The morale of U.S. intelligence officers --and, thereby, commitment to a career in the nation's clandestine service--has plummeted.
The Iran- contras affair has sent a series of shocks through the American intelligence community and its sister services abroad. This has happened even though the Central Intelligence Agency and other components of the intelligence community were not running the arms-for-hostages deal with so-called moderate elements in Tehran. Nor were they engineering the diversion of the profits from weapon sales to the anti-Sandinista contra resistance in Nicaragua. The affair even has called into question the quality of intelligence analysis. A leaked draft report of the Senate Select Committee on Intelligence alleges that the information about Iran, which the National Security Council staff used to plan the operation, was "woefully inadequate."
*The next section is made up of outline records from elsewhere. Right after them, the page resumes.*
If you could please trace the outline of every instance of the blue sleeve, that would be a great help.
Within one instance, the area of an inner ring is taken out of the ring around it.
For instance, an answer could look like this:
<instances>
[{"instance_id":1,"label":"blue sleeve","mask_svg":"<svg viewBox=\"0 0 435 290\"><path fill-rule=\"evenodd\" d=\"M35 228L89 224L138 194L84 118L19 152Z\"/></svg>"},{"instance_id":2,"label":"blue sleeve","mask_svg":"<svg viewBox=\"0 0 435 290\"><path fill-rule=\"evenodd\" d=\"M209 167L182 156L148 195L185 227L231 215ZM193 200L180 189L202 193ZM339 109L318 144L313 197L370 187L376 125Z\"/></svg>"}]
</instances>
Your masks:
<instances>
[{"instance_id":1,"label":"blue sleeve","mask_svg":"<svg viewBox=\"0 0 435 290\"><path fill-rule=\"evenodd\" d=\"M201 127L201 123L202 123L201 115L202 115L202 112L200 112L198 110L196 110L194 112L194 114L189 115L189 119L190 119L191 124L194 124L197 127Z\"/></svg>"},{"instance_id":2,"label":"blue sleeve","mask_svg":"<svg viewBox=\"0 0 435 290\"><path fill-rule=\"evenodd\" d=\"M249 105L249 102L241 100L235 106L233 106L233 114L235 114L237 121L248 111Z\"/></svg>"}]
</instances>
In any case, the prospect of sensationalized and multiple congressional investigations will inevitably erode confidence in the professionalism of U.S. intelligence services, discouraging many from entering the CIA, others from continuing to make it a career, and still others from taking risks to supply it with information.
Our country's allies abroad have raised a different set of questions because they have a hard time understanding what all the fuss is about. Ever since the Watergate scandal toppled a powerful President, foreign observers have been mystified by the degree to which our politicians make an issue of intelligence activities. They are equally surprised by the requirements that we have for the leaders of the intelligence community to submit their plans to extensive congressional scrutiny and to tell the truth in the process, especially about convert actions.
For most of our allies, in contrast, intelligence is regarded as a necessary evil, and its leaders and programs are both shielded from detailed parliamentary examination.
But even though congressional oversight has been deemed essential to ensure the compatibility of U.S. secret intelligence with the American democratic system, it never really was compatible with covert operations. Moreover, as the U.S. government became more prone to leaks, it was essential to limit those who knew about planned operations. To the CIA professional, informing Congress was an increasingly bad risk.
Therein lies the seed of the present controversy.
What is at issue is less the wisdom of American policy toward Iran or even the sources of funding for the contras than why the Administration kept Congress in the dark and what such actions reveal about the moral and intellectual qualifications of those in the White House to lead the government.
The focus on these issues will deflect some of criticism from the CIA to the White House. So in this sense the Iran-contra affair is not the same type of scandal that proves to CIA critics that the agency is still a rogue elephant. Nor does it prove that secrecy and American democracy are incompatible, since Congress was never trusted with the plans of the operation in the first place.
But the controversy does raise a fundamental question about whether the laws and executive orders that govern the intelligence activities of government today are adequate. For it was in loopholes to these laws and rules that NSC staff members apparently found a way to ignore Congress and mislead CIA officials about the authority for their actions.
Consequently, one of the best results of the congressional and White House investigations that are under way would be the replacement of the antiquated 1947 National Security Act, the six-year-old executive order currently governing U.S. intelligence activities and other assorted regulations, with an up-to-date comprehensive charter for the intelligence community and its oversight by Congress.
Such a charter should make clear:
--Where intelligence should fit into the foreign-policy decision-making system of the U.S. government.
--Whether the director of Central Intelligence should have a policy-making role in that system.
--Which officials outside the intelligence community have authority to command and use its resources.
--Who in the executive branch besides the CIA director should have a complete picture of intelligence operations in order to monitor compliance with the letter and spirit of the charter.
--The process by which Congress should have access to intelligence information and should conduct oversight of U.S. intelligence activities.
None of these features are clearly provided for in any of the laws and executive orders governing the intelligence community today. Especially in the area of congressional oversight, the current process is a patchwork of resolutions and amendments to budget appropriations, and requires a constant struggle on Congress' part to develop the information and perspective necessary for informed and effective evaluation.
Finally, an up-to-date charter should make clear what intelligence operatives may not do (for example, promote terrorism, violate the laws of war, plan or engage in assassination plots against foreign leaders), and should provide clear and stiff penalties for violations of such laws and prohibitions--something that current laws and executive orders fail to do in many cases.
The effort to develop such a charter would be a clear sign that the Reagan Administration intends to deal effectively with a scandal that has provoked a major crisis of confidence--at home and abroad--in the system by which intelligence supports American foreign policy.